We run these tests on every commit and every pull request. The test suite is also useful as documentation – reading the tests is the fastest way to understand what Hugoifier does and does not handle.
The Bigger Picture
Hugoifier exists because we kept solving the same problem manually. Every web project that involved migrating an existing site followed the same painful pattern: extract content, recreate templates, configure CMS, set up deployment, test everything, fix the things that broke. Each migration was slightly different in its specifics but identical in its structure.
This is the category of work that we think tooling should eliminate. Not creative work. Not strategic work. Mechanical work that follows a predictable pattern and has a well-defined correct output. The content on the old site should appear on the new site. The layout should be preserved. The CMS should work. The deployment should succeed. There is no ambiguity in these requirements. There is just a lot of tedious, error-prone manual labor standing between the requirements and the result.
Hugo as a platform continues to grow because the static site architecture makes sense for an increasing number of use cases. As more organizations move to Jamstack architectures for performance, security, and cost reasons, the migration pipeline from legacy platforms to Hugo becomes more important. And as the number of legacy sites needing migration grows, the manual approach scales worse and worse.
We open-sourced Hugoifier because the problem it solves is universal. Every agency, every freelancer, every development shop has done these migrations. Many of them are doing one right now. The tool is available on GitHub, it is free, and it works.
What Is Next
Hugoifier v0.3 is solid, but there are areas we are actively working on:
- WordPress XML import. WordPress is still the most common migration source, and while raw HTML extraction works, direct WordPress XML import would be faster and would preserve metadata (categories, tags, author information, publication dates) that is not always present in the rendered HTML.
- Additional deployment targets. Cloudflare Pages is our default, but Netlify, Vercel, and AWS Amplify are equally valid targets. Generating deployment configuration for these platforms is straightforward and on the roadmap.
- Theme marketplace integration. Automating the process of selecting and applying Hugo themes based on the source site’s design characteristics. This is an area where AI-powered visual analysis could genuinely add value.
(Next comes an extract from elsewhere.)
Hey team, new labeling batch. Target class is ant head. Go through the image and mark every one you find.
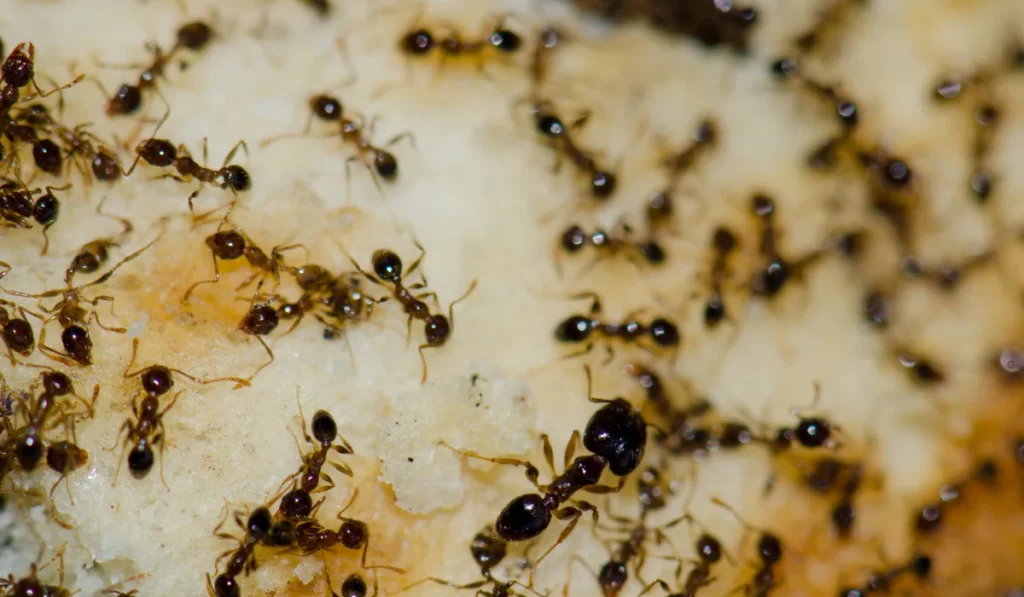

- Multi-language site support. Hugo has strong multilingual support, but extracting and mapping multi-language content from source sites adds complexity that v0.3 does not handle.
If you are facing a website migration and want to try Hugoifier, the GitHub repository has installation instructions, usage documentation, and examples for all three input types. If you run into issues or want to contribute, open an issue or a pull request. We built this tool to solve a problem we have, and we suspect you have it too.